We have all seen the rise in the number of forest fires in the past few years, and scientists and climate activists worldwide have raised their concerns. While natural in few ecosystems, these recent forest fires root their cause to the global rise in temperature and poor land management by authorities. Due to this, no matter whether a wildfire's origin is due to human intervention or natural, the drier climate makes it easy for a fire to spread over a region quite intensely.
These fires are a clear call for change because they can result in irreparable damage to forest ecosystems. The gases released due to these fires travel to the city, causing health crises. While governments worldwide introduce initiatives to promote sustainable practices and the general public abides by them, it is also vital for scientists to know which forests are prone to fires.
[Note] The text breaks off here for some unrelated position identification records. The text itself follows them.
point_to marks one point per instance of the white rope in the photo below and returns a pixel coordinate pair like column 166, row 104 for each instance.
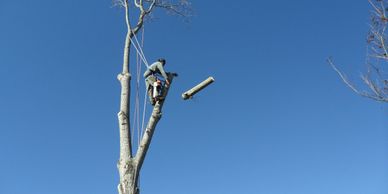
column 144, row 109
column 138, row 48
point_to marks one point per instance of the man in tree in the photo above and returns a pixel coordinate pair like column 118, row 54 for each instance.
column 154, row 84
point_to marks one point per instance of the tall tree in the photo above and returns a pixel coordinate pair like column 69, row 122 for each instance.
column 375, row 78
column 129, row 164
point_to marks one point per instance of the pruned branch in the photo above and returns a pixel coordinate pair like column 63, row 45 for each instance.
column 375, row 94
column 374, row 79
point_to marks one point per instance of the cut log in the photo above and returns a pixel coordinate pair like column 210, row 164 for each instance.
column 190, row 93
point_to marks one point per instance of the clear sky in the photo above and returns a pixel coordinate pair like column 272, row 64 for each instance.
column 278, row 120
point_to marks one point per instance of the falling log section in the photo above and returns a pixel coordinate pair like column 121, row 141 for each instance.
column 190, row 93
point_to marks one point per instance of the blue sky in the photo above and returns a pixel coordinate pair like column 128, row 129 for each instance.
column 277, row 121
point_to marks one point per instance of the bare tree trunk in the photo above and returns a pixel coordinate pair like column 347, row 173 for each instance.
column 125, row 166
column 128, row 165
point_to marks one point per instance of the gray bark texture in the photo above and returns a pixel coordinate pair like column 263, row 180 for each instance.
column 129, row 165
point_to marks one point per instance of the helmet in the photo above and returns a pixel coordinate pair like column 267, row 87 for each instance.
column 163, row 61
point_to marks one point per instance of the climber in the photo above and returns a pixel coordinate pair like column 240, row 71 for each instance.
column 154, row 85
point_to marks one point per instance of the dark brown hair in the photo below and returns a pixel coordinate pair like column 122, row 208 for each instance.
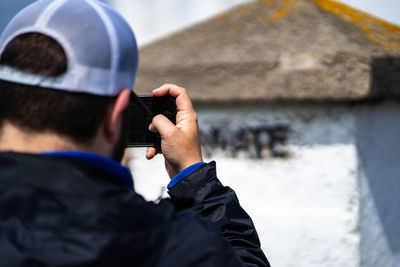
column 74, row 115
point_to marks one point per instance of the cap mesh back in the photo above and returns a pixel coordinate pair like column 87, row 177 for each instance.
column 77, row 16
column 101, row 48
column 126, row 42
column 29, row 16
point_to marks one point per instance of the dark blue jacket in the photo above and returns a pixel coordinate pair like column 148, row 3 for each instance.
column 63, row 211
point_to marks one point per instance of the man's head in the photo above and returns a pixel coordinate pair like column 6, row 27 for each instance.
column 53, row 82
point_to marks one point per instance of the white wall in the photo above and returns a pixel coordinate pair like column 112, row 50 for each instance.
column 305, row 207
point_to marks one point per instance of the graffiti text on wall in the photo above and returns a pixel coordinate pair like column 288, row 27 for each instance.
column 256, row 141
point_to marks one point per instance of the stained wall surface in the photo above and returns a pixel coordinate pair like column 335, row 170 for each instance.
column 301, row 189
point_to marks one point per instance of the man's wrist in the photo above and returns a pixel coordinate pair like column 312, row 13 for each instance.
column 184, row 173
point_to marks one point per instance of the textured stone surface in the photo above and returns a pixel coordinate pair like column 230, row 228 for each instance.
column 278, row 50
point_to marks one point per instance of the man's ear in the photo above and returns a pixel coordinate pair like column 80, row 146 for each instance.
column 114, row 116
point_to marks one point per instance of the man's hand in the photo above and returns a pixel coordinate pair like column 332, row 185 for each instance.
column 180, row 143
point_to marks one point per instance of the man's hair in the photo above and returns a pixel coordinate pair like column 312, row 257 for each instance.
column 74, row 115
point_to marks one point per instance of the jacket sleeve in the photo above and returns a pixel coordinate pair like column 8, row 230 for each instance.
column 202, row 192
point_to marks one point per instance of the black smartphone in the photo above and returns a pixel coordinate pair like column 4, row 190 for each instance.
column 141, row 111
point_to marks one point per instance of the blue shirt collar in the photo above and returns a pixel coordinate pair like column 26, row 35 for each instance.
column 116, row 169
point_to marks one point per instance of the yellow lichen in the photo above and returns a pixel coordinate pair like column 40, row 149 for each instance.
column 284, row 7
column 377, row 30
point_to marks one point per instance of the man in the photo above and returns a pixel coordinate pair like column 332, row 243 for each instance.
column 66, row 72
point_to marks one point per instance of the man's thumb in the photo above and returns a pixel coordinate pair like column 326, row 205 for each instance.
column 163, row 126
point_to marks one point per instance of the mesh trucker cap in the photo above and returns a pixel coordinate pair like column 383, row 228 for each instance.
column 100, row 46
Through this project, we intend to answer the question: "Can we predict a wildfire in this Algerian forests based on given data?"
Algerian forest fires: https://archive.ics.uci.edu/ml/machine-learning-databases/00547/Algerian_forest_fires_dataset_UPDATE.csv
This data set has fourteen variables, thirteen of which are numerical, and one is categorical, along with 243 observations.
# install.packages("skimr")
# install.packages("GGally")
# install.packages("tidyverse")
# install.packages("repr")
# install.packages("tidymodels")
# install.packages("kknn")
library(tidyverse)
library(repr)
library(GGally)
library(tidymodels)
library(skimr)
# URL that contains the dataframe that we want to examine
url <- "https://archive.ics.uci.edu/ml/machine-learning-databases/00547/Algerian_forest_fires_dataset_UPDATE.csv"
# Reading dataframe into R
algerian_forest_fires <- read_csv(url,skip = 1)
# Examining the data frame
# algerian_forest_data
# Inspecting the parsing failures
# algerian_forest_fires[123, 1:14] -- Empty row between two data sets
# algerian_forest_fires[168, 1:14] -- Needs to be fixed
algerian_forest_fires[168, 10] = '14.6'
algerian_forest_fires[168, 11] = '9'
algerian_forest_fires[168, 12] = '12.5'
algerian_forest_fires[168, 13] = '10.4'
algerian_forest_fires[168, 14] = "fire"
To extract the target data frame, we will split the file into two dataframes, tidy both of them, and lastly join them.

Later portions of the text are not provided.